Iraq optimists cite four reasons why it’s a great time to invest:
1. A ground-floor opportunity
Coupled with a population that is both highly educated for the region and sitting atop the world’s third-largest reserve of oil, Iraq is “one of the last great ground-floor opportunities in the world,” says Paul Brinkley, an undersecretary of defense and the director of the Task Force for Business and Stability Operations in Iraq.
After years of economic stagnation brought on by international sanctions, Iraqi appetite for new consumer goods is boundless, says Khalil Urfali, an Iraqi-American whose Atlanta-based firm exports personal-hygiene products. “What they need, you cannot imagine.”
“I am going into a market where I already have 18 competitors. But the market is so huge and it’s seen absolutely nothing” due to sanctions, he says. “The issue is not if it’s going to sell,” just how long.
2. Improving business climate
When Hussein Qaragholi first traveled to Iraq in 2003 for the Abu Dhabi Islamic Bank, he put an Iraqi bank through a simple test. He asked a bank teller what she would do if someone wanted to deposit a large amount of cash. “Do you ask them where this money comes from?” Mr. Qaragholi asked. Her reply? “ ‘Sir, that would be very rude.’ ”
But recently, after he contacted a potential Iraqi banking partner, Qaragholi said it sent his bank a questionnaire about its anti-money-laundering practices.

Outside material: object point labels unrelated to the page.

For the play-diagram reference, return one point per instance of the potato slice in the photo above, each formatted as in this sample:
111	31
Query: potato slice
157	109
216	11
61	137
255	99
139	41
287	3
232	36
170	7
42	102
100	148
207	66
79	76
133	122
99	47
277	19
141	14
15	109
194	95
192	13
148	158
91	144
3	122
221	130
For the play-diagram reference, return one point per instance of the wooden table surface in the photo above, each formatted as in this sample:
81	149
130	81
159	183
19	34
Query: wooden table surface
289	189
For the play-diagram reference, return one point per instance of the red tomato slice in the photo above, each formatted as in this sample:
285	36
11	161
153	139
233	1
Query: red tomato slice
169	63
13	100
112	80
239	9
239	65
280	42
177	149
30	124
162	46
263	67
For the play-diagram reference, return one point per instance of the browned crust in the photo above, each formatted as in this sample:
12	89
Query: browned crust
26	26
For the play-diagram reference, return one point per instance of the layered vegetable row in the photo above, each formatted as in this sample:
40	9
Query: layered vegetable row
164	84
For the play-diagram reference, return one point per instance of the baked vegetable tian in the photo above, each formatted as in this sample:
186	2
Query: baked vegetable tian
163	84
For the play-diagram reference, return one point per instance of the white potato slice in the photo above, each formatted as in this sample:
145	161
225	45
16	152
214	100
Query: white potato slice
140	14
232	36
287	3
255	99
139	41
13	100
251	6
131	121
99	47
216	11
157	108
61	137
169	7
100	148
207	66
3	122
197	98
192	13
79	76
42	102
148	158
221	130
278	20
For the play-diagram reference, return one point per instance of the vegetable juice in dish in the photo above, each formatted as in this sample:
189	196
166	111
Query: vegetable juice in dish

Other developments are brewing. One is a “one stop shop,” promised by Iraq’s National Investment Congress. The shop will provide a single portal for businesses interested in opportunities in Iraq, explaining regulations and procedures for all sectors of the economy. Legislatively, a package of tax breaks, including the elimination of fees on imports for three years and an easing of restrictions on land ownership, are already in place.